No analogies, no metaphors. This model is based off the excellent paper Defining, Measuring, and Managing Technical Debt by Ciera Jaspan and Collin Green. The findings come from the Engineering Productivity Research Team at Google based on five years of company-wide engineer surveys. This post is largely copied verbatim from the paper. Full credit to the authors.
Tech Debt is omnipresent and nebulous. We narrow it to only refer to the detrimental: Technical Debt or un-necessary complexity which hinders our work.
What is exactly is hindering us? Below are ten categorisations that emerged through engineering surveys at Google. I’ve amended these slightly.
- Migration is needed or in progress: This may be motivated by the need to scale, due to mandates, to reduce dependencies, or to avoid deprecated technology.
- Migration was poorly executed or abandoned: This may have resulted in maintaining two versions.
- Documentation: Information on how your project works is hard to find, missing or incomplete, or may include documentation on APIs or inherited code.
- Testing: Poor test quality or coverage, such as missing tests or poor test data, results in fragility, flaky tests, or lots of rollbacks.
- Code quality: Product architecture or code within a project is not well designed.
- Dead/abandoned code: Code that was replaced or superseded but not removed.
- Bit rot: The codebase has degraded or not kept up with changing standards over time. The code may be in maintenance mode, in need of refactoring or updates.
- Team lacks necessary expertise: This may be due to staffing gaps and turnover or inherited projects.
- Dependencies: Dependencies are unstable, rapidly changing, or trigger rollbacks.
- Release process: The rollout and monitoring of production needs to be updated, migrated, or maintained.
Breaking down the term Tech Debt into categories allows us to talk about the actual problems systems are facing.

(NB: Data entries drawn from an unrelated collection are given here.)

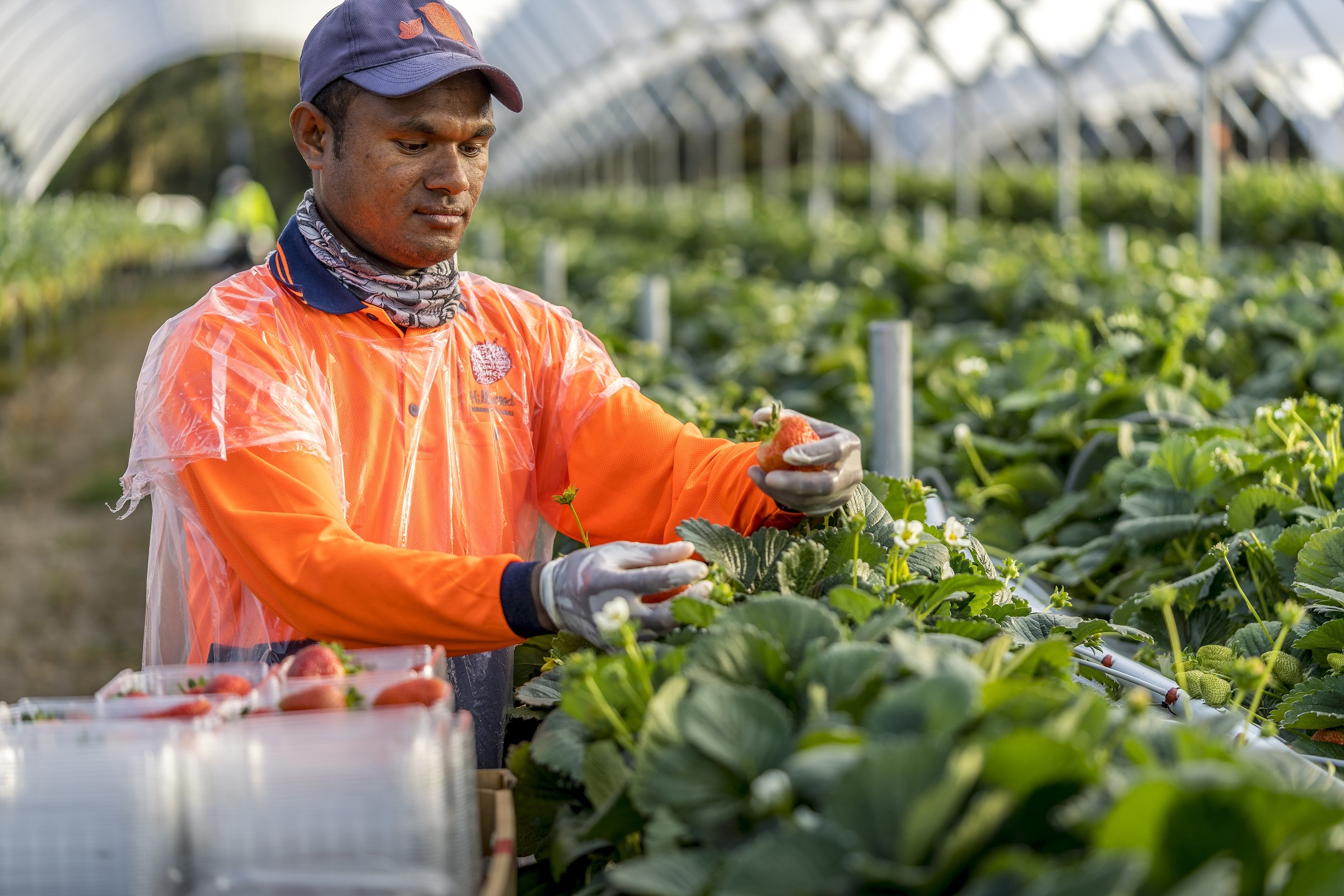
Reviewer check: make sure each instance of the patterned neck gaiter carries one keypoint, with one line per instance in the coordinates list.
(421, 300)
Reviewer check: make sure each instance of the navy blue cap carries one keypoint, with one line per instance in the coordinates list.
(394, 49)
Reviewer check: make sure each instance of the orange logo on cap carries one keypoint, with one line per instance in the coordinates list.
(444, 22)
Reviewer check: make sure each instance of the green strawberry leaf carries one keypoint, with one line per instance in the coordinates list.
(800, 567)
(1322, 561)
(542, 691)
(855, 604)
(1252, 500)
(691, 612)
(726, 547)
(559, 743)
(682, 872)
(796, 622)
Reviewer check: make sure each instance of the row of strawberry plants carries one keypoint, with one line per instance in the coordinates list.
(60, 250)
(1029, 343)
(870, 707)
(1261, 205)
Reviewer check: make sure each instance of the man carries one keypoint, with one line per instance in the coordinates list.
(358, 442)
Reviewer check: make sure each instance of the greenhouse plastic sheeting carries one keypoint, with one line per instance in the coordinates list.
(498, 396)
(931, 75)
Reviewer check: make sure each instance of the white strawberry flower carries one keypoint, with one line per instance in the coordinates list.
(972, 367)
(615, 614)
(908, 534)
(772, 791)
(954, 534)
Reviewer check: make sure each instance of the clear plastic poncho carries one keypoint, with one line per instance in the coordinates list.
(495, 398)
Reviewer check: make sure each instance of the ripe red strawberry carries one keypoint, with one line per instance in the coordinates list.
(782, 434)
(316, 661)
(229, 684)
(319, 698)
(183, 709)
(663, 595)
(425, 691)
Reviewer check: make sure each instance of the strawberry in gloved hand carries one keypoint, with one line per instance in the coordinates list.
(576, 592)
(807, 465)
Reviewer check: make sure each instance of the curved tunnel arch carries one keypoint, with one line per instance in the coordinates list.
(63, 63)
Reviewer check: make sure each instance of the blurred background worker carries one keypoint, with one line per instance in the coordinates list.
(242, 221)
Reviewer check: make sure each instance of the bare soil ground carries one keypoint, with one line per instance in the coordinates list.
(72, 576)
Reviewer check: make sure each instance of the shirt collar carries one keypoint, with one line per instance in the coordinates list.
(300, 272)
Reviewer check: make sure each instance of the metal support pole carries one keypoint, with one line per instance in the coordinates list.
(967, 154)
(670, 157)
(933, 226)
(820, 200)
(554, 271)
(893, 422)
(492, 243)
(1210, 170)
(729, 164)
(1068, 151)
(882, 175)
(775, 155)
(655, 312)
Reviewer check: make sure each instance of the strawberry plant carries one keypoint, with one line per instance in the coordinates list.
(870, 739)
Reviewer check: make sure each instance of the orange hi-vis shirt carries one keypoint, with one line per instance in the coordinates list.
(319, 474)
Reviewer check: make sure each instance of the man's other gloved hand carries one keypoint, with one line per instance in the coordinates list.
(580, 585)
(813, 493)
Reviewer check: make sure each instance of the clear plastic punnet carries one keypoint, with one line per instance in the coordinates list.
(475, 421)
(182, 708)
(416, 657)
(179, 680)
(331, 802)
(359, 691)
(90, 809)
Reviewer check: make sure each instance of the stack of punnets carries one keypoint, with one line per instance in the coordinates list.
(213, 780)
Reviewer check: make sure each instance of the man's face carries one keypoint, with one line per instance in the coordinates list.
(409, 171)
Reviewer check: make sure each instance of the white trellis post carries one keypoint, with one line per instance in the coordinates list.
(892, 375)
(655, 312)
(1210, 149)
(820, 200)
(1068, 151)
(554, 271)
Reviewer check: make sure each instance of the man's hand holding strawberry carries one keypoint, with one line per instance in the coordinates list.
(807, 465)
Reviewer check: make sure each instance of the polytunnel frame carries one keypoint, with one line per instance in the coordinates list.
(679, 78)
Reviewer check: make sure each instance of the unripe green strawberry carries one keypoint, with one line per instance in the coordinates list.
(1216, 691)
(1286, 665)
(1214, 656)
(1194, 683)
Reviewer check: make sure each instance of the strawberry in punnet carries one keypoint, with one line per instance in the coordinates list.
(183, 709)
(424, 691)
(319, 698)
(778, 436)
(316, 661)
(229, 684)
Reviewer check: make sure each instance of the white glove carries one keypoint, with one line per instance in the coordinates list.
(577, 589)
(813, 493)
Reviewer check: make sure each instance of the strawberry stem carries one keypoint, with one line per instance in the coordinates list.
(567, 500)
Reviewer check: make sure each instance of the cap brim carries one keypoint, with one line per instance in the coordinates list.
(410, 75)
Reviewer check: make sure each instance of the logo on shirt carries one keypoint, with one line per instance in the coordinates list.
(491, 363)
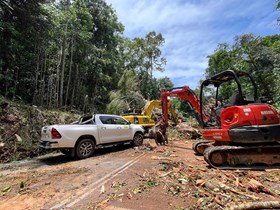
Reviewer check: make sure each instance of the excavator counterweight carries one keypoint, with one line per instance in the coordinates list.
(242, 133)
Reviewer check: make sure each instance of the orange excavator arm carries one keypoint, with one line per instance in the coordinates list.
(186, 94)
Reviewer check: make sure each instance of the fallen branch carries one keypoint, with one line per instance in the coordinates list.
(258, 205)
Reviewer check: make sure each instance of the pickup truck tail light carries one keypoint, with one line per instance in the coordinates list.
(55, 134)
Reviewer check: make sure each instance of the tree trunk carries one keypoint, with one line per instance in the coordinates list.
(70, 71)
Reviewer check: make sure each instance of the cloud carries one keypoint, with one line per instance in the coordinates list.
(193, 28)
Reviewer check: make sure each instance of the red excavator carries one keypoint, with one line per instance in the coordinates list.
(241, 133)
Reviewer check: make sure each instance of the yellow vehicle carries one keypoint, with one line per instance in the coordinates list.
(147, 116)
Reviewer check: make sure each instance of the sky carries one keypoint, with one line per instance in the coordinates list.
(192, 29)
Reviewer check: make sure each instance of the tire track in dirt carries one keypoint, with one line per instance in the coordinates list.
(70, 202)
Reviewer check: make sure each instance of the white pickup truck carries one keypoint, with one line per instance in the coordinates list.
(81, 138)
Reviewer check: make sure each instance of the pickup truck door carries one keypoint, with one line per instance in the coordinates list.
(112, 131)
(124, 128)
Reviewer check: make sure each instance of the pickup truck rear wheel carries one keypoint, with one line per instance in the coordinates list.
(85, 148)
(67, 152)
(137, 139)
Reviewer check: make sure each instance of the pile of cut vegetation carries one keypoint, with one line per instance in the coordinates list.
(20, 127)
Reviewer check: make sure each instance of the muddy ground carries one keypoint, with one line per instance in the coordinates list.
(148, 177)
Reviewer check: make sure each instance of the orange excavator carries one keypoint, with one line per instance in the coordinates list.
(241, 133)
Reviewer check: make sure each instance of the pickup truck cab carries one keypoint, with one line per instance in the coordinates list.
(82, 137)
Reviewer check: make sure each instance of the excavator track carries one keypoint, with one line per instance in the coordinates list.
(200, 146)
(243, 157)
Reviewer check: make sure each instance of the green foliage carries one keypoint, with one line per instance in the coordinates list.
(259, 56)
(71, 54)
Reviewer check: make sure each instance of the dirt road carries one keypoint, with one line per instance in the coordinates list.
(149, 177)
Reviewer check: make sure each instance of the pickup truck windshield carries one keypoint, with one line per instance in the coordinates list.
(113, 120)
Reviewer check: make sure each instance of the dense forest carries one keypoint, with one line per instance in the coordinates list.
(73, 55)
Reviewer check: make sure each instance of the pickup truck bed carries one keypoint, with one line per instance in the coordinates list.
(81, 138)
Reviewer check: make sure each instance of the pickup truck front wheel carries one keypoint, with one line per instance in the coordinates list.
(137, 139)
(85, 148)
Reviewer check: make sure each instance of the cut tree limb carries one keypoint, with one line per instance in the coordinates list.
(258, 205)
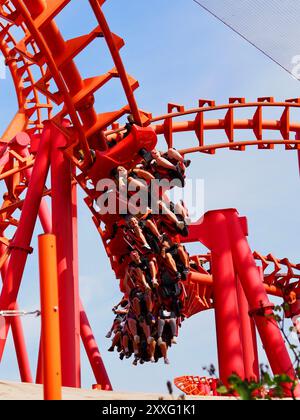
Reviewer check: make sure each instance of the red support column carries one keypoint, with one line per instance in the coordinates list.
(248, 337)
(62, 225)
(18, 337)
(93, 352)
(20, 247)
(259, 303)
(225, 299)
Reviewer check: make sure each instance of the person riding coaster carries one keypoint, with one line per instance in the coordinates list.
(162, 167)
(168, 319)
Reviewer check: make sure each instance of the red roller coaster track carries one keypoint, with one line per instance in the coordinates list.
(58, 124)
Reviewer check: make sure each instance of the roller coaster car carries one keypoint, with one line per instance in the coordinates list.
(125, 153)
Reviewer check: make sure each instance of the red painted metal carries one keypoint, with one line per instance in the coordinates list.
(38, 59)
(19, 338)
(62, 227)
(248, 337)
(228, 322)
(93, 352)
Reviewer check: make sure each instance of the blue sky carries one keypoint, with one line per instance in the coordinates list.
(179, 54)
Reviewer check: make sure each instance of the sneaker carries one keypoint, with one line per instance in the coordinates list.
(178, 276)
(181, 225)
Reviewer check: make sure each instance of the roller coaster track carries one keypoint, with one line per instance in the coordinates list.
(59, 91)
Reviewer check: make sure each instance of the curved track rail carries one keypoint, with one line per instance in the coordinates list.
(49, 86)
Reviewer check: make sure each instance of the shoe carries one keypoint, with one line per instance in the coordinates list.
(155, 283)
(178, 276)
(185, 273)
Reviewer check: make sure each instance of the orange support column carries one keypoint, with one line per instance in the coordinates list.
(50, 317)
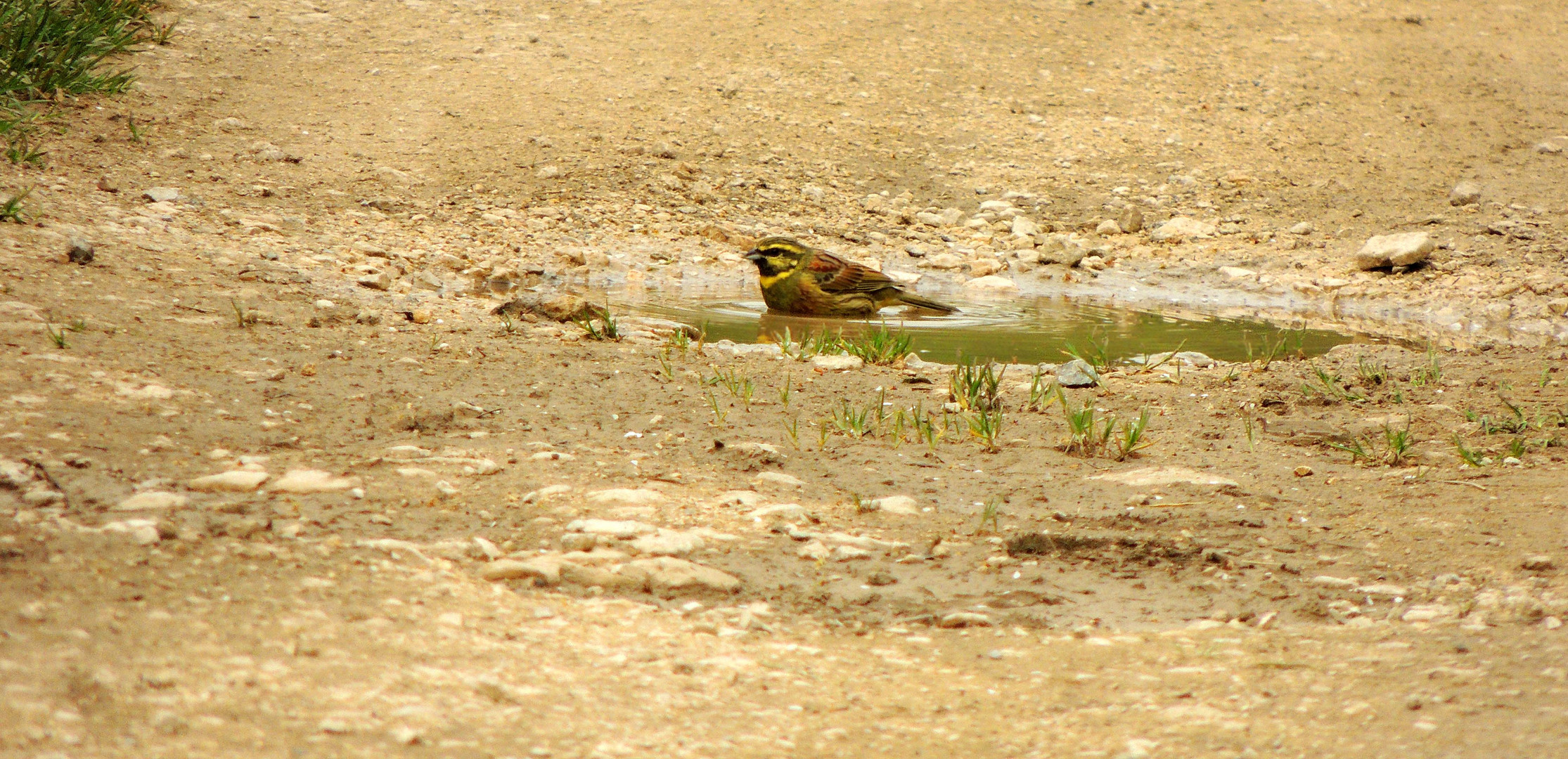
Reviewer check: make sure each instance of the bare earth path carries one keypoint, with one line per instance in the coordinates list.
(290, 490)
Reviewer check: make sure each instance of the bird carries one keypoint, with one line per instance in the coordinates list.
(802, 280)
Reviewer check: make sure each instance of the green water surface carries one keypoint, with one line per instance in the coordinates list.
(1024, 331)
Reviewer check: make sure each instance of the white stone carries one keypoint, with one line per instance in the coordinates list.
(312, 480)
(237, 480)
(669, 573)
(965, 620)
(636, 498)
(850, 554)
(990, 283)
(1145, 477)
(145, 532)
(778, 479)
(1465, 193)
(669, 543)
(836, 363)
(1398, 249)
(896, 505)
(780, 510)
(814, 551)
(546, 570)
(1324, 580)
(153, 500)
(1181, 229)
(1427, 612)
(1383, 590)
(614, 529)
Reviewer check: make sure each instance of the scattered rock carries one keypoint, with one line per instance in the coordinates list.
(1324, 580)
(1181, 229)
(1131, 220)
(1151, 476)
(1465, 193)
(892, 505)
(239, 480)
(814, 551)
(612, 529)
(965, 620)
(1076, 374)
(80, 253)
(780, 512)
(1059, 249)
(1398, 249)
(378, 281)
(990, 283)
(667, 574)
(546, 570)
(153, 500)
(628, 496)
(669, 543)
(1383, 590)
(555, 308)
(1427, 612)
(836, 363)
(312, 480)
(778, 479)
(850, 554)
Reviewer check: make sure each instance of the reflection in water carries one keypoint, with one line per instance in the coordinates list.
(1023, 331)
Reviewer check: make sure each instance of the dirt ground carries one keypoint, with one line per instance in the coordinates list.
(278, 484)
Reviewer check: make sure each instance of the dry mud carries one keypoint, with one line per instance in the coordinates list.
(289, 486)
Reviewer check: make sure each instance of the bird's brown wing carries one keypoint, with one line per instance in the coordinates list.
(836, 275)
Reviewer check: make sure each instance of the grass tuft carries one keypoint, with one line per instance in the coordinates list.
(880, 346)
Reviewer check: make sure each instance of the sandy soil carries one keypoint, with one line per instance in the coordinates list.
(289, 486)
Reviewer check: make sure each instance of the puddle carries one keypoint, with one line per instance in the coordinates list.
(1018, 331)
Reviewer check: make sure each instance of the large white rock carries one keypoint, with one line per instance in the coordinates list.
(312, 480)
(1181, 229)
(153, 500)
(636, 498)
(1399, 249)
(669, 543)
(239, 480)
(609, 527)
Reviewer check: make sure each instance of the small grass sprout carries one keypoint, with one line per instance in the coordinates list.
(605, 330)
(987, 425)
(976, 387)
(1471, 457)
(1095, 353)
(880, 346)
(11, 209)
(57, 336)
(1133, 436)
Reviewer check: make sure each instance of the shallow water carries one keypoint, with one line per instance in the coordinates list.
(1023, 331)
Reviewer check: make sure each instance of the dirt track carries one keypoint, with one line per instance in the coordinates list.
(356, 186)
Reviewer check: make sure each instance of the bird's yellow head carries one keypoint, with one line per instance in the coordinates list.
(776, 256)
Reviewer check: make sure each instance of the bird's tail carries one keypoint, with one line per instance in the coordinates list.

Through discussions and surveys we can pinpoint areas of high leverage to improve.
Ok, but we have a really old monolith with a lot of technical debt that the organisation has complained about for years ..
Defying some expectations, engineers do not select all of them! (Fewer than 0.01% of engineers select all of the options.) In fact, about three quarters of engineers select three or fewer categories. It’s worth noting that our survey does not ask engineers “Which forms of technical debt did you encounter?” but only “Which forms of technical debt have hindered your productivity?”
This simple model allows us to talk about our systems in a meaningful way. We can ask engineers which of the problems they face. The paper has a huge amount of detail and nuance. Read: Defining, Measuring, and Managing Technical Debt.
In a later podcast the authors were asked around objective measures (engineering metrics) that could be used to measure technical debt:
That was where that research started from was like, let’s see if we can have a logs based metric that agrees with the survey data that says this is roughly where tech debt is at in the code base. Unfortunately, that did not work as we would’ve hoped. I don’t think it’s impossible in the future, but I think the metrics that exist right now in both within Google and outside of Google, just aren’t really representing technical debt. Things like the number of to-dos does not accurately represent how people think about technical debt. Number of lint errors I know is another one I’ve heard people talk about is like, “Oh, if you’ve got a lot of lint errors is tech debt.” Well, not really. That doesn’t correspond with engineers perceptions either.
We did look at a wide variety of measures and we didn’t find anything useful. I don’t think that means that it’s impossible that there are measures out there. I think we need to keep exploring. That’s a place where there needs to be more research.
To learn where technical debt is, talk to engineers who work on the systems. To learn how technical debt is changing over time, run a survey with the categorisations above.